On average, they are. Large-scale studies strongly suggest that the average surgeon reaches the peak of his or her powers during middle age. A group of University of Michigan doctors documented the results of more than 460,000 complex surgical procedures between 1998 and 1999 to determine whether patients with older surgeons were more likely to die during or shortly after surgery. In five of the eight surgical procedures examined, the older surgeons did not perform significantly worse than their younger colleagues. However, in the three categories in which there was a statistically significant difference—coronary artery bypass, pancreatectomy, and carotid endarterectomy—surgeons between the ages of 41 and 60 were more likely to keep their patients alive than were surgeons older than 60. Several other studies have reached a similar conclusion: As surgeons age, there is a small but detectable diminishment in the quality of their work.

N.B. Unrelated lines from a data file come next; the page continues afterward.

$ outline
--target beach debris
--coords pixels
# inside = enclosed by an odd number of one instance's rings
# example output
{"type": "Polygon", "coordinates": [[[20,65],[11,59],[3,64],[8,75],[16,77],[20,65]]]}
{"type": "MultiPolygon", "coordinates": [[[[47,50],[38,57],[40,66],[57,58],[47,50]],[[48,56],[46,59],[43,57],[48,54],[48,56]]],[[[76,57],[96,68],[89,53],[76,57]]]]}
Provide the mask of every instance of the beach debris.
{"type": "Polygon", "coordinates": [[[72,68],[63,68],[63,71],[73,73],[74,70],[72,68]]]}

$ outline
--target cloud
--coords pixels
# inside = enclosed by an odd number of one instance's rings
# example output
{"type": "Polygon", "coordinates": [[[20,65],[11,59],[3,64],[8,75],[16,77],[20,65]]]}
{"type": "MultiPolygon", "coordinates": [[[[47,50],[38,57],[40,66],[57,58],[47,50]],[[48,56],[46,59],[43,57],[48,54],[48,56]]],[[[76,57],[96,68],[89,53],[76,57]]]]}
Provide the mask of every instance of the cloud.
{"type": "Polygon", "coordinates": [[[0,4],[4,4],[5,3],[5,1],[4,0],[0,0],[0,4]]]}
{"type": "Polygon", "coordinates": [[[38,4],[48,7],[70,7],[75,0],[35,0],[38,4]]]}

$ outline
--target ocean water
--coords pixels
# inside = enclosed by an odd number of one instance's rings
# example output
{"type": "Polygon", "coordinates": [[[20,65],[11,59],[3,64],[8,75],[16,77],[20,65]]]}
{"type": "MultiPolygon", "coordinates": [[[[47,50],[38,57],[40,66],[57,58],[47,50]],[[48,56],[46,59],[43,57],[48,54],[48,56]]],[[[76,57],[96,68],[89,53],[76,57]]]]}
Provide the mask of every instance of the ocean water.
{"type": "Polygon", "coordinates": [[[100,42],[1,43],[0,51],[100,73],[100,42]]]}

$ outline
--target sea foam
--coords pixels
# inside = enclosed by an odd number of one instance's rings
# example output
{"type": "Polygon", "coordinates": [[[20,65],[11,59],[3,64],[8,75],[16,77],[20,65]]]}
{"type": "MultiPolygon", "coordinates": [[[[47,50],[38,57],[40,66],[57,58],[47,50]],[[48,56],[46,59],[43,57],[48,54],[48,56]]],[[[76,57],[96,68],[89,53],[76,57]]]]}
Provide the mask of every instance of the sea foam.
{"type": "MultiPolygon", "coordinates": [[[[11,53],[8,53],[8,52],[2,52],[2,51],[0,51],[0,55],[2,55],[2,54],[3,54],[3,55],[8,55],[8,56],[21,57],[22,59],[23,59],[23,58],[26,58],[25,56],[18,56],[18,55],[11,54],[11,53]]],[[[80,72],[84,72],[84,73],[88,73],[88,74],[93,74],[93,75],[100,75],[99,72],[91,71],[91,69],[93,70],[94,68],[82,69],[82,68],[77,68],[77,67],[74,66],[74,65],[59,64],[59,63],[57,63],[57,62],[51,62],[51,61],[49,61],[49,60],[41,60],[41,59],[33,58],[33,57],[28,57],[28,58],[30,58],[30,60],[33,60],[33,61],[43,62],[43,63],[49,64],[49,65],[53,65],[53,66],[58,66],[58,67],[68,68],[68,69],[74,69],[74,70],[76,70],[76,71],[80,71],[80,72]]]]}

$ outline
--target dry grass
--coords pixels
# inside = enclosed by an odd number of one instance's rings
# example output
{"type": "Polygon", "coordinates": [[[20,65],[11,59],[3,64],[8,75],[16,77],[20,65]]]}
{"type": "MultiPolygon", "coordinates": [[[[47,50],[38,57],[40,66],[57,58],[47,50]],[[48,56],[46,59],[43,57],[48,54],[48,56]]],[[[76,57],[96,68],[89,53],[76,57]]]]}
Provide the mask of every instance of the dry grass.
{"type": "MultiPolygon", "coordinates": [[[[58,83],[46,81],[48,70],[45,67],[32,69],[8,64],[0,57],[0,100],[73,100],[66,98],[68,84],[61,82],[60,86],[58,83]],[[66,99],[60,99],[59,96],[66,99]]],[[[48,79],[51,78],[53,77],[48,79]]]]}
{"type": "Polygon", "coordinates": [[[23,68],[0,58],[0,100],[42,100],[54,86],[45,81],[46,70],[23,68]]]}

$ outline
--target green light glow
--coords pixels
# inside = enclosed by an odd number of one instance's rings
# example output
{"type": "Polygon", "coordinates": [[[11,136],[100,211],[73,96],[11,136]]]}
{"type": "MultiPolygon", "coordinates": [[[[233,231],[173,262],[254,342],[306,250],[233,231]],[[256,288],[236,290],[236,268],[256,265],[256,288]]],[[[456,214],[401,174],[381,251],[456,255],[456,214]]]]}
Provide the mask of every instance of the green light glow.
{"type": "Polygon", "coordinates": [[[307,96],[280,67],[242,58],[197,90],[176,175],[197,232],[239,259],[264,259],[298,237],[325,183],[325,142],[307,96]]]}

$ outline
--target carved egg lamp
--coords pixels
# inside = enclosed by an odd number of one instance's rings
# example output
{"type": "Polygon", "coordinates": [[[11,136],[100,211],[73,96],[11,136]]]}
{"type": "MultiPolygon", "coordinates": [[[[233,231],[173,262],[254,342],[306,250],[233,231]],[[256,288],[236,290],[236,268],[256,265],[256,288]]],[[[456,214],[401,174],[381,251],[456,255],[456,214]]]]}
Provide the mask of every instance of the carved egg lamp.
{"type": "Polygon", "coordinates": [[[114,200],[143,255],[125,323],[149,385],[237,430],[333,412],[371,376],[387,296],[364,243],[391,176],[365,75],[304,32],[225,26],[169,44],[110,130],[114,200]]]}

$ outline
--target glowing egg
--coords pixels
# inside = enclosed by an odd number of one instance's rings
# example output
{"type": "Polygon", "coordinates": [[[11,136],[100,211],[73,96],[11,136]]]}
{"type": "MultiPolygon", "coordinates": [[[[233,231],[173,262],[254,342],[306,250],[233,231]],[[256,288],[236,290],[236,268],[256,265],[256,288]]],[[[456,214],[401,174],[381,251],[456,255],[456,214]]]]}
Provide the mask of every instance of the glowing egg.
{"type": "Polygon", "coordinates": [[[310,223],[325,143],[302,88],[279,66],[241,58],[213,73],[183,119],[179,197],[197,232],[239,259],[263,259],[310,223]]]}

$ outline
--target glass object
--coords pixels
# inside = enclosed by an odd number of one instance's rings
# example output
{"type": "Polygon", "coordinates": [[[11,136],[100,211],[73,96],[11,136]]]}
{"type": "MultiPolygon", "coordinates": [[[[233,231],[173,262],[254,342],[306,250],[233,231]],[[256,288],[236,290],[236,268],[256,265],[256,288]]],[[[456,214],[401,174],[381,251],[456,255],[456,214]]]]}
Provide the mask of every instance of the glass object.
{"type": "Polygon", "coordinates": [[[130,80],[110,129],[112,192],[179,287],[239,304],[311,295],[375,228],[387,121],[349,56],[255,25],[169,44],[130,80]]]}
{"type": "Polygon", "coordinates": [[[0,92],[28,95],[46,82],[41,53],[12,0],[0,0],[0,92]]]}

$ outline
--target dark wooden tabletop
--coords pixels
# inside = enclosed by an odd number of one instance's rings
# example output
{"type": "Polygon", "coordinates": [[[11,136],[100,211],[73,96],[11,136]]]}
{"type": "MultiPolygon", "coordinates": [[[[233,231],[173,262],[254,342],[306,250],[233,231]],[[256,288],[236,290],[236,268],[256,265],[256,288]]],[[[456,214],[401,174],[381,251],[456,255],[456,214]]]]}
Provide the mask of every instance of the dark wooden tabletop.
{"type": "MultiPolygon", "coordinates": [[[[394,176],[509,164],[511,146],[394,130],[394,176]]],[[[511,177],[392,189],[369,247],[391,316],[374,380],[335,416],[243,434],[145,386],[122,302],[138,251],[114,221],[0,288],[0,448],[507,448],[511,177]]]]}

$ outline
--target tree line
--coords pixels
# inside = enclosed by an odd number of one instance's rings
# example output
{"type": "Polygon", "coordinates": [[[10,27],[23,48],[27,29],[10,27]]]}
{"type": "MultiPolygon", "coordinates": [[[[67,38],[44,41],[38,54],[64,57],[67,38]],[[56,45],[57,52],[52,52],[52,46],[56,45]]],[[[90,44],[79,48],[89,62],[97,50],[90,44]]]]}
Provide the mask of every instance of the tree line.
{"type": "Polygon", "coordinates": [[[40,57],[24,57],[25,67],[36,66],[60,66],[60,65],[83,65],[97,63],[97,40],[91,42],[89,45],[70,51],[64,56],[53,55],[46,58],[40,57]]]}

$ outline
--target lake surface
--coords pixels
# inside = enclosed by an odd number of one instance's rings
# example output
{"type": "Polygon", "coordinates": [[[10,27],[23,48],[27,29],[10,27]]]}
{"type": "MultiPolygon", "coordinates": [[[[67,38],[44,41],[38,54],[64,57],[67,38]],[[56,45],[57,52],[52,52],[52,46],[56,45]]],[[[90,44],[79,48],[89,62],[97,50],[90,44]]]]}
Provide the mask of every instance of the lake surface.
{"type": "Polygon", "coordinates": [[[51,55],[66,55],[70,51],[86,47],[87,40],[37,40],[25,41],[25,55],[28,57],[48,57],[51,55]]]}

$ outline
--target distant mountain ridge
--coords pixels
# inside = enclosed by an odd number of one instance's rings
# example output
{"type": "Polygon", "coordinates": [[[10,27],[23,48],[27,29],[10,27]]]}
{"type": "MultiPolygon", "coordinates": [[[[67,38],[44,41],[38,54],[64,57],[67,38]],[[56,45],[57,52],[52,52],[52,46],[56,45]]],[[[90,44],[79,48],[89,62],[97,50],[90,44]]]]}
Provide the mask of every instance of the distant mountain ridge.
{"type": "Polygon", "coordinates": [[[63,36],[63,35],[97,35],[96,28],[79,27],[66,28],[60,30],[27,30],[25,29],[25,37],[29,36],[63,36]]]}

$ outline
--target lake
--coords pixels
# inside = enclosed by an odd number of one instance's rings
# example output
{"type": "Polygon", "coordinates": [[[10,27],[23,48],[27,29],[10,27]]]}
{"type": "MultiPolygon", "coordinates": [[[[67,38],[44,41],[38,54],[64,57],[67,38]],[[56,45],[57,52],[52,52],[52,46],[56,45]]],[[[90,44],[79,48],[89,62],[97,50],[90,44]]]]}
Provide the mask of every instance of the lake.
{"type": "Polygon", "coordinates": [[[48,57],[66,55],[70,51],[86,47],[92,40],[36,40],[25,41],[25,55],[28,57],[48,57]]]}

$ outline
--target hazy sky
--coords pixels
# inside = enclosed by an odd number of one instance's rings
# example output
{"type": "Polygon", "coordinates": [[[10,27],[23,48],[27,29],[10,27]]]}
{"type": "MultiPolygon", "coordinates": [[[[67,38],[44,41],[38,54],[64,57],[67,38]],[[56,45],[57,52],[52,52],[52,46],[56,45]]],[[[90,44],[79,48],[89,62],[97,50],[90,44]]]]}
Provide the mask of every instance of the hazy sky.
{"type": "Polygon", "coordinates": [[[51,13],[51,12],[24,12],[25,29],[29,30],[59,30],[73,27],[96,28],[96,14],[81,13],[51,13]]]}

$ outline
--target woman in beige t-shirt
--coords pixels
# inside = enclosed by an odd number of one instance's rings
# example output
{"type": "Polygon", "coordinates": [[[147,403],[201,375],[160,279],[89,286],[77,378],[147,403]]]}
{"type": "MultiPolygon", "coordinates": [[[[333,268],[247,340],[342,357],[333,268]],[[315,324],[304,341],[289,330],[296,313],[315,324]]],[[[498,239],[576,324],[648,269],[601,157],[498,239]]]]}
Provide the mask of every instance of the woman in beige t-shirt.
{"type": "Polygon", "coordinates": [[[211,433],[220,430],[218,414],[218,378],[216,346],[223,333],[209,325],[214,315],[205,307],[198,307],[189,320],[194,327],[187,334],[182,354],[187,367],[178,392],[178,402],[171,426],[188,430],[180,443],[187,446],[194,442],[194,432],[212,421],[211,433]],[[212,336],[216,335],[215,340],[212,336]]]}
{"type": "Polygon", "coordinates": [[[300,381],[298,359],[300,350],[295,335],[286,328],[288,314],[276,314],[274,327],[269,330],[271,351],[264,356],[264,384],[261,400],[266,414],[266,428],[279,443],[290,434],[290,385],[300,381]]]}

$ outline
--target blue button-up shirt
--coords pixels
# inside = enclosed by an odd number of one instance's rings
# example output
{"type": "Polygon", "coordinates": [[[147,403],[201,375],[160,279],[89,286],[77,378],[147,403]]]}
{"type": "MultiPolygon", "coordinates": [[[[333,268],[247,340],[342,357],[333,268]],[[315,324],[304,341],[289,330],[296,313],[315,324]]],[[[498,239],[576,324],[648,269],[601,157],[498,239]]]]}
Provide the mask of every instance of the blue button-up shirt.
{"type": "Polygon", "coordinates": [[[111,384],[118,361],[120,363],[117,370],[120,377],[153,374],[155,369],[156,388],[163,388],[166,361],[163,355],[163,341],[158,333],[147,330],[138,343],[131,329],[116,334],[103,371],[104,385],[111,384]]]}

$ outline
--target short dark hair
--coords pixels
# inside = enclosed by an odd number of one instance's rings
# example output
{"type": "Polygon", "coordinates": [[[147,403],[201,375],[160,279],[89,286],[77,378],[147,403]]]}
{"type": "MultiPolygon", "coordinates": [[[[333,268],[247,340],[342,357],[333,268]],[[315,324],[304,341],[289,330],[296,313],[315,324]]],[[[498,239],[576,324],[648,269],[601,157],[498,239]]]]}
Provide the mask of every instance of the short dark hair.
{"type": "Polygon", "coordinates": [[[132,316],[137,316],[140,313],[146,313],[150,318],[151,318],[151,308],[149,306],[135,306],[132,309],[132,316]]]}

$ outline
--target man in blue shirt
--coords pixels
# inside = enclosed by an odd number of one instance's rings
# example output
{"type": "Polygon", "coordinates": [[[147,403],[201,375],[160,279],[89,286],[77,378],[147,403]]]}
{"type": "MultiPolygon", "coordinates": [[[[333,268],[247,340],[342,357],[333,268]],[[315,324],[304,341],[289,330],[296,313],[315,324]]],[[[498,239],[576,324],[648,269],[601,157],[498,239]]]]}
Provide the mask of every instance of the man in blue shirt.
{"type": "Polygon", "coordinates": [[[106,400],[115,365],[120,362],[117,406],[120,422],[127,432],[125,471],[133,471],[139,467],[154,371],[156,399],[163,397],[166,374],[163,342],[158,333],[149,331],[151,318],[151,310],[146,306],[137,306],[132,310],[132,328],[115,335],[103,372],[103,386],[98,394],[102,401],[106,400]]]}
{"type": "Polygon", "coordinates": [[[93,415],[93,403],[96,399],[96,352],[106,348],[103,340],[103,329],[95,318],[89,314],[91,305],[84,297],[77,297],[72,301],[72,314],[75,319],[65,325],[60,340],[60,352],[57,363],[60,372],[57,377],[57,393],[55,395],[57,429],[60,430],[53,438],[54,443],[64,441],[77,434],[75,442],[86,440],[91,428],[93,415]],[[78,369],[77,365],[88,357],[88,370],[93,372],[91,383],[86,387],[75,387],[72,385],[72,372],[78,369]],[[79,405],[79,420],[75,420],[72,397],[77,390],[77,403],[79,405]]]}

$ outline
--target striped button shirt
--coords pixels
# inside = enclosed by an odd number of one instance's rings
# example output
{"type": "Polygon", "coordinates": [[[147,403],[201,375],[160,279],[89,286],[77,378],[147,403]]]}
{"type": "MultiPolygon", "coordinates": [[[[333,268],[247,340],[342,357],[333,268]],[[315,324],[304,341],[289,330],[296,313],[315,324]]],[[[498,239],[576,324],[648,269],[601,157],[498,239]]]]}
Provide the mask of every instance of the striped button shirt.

It’s important to note that studies of thousands of doctors don’t say anything about the skills of any individual. Plenty of older surgeons outperformed younger colleagues in the study. The data also suggested that older surgeons who continue to carry a full caseload, rather than going into semiretirement and seeing a few patients per week, experienced no loss in skill.
It’s tempting to attribute the general decline in performance among older surgeons to a loss of fine-motor control, and that likely plays a role. As the authors of the University of Michigan study pointed out, the procedures that showed the greatest difference between old and young surgeons required a high degree of coordination. (Coronary artery bypass, for example, requires the stitching together of very small blood vessels.)
Studies of primary care doctors, who rely more on their wits than their dexterity, suggest that the problem runs deeper than their fingers. In 2005, a trio of Harvard researchers analyzed existing studies on the relationship between the age of a physician and the quality of care he or she provides. All 12 of the studies that surveyed physicians for knowledge found that younger doctors were more up-to-date on clinical developments and current standards of care. Sixty-three percent of studies that reviewed the actual performance of doctors in a clinical setting found that older doctors were more likely to order unnecessary tests, fail to order necessary tests, or fail to counsel patients appropriately on preventive health strategies.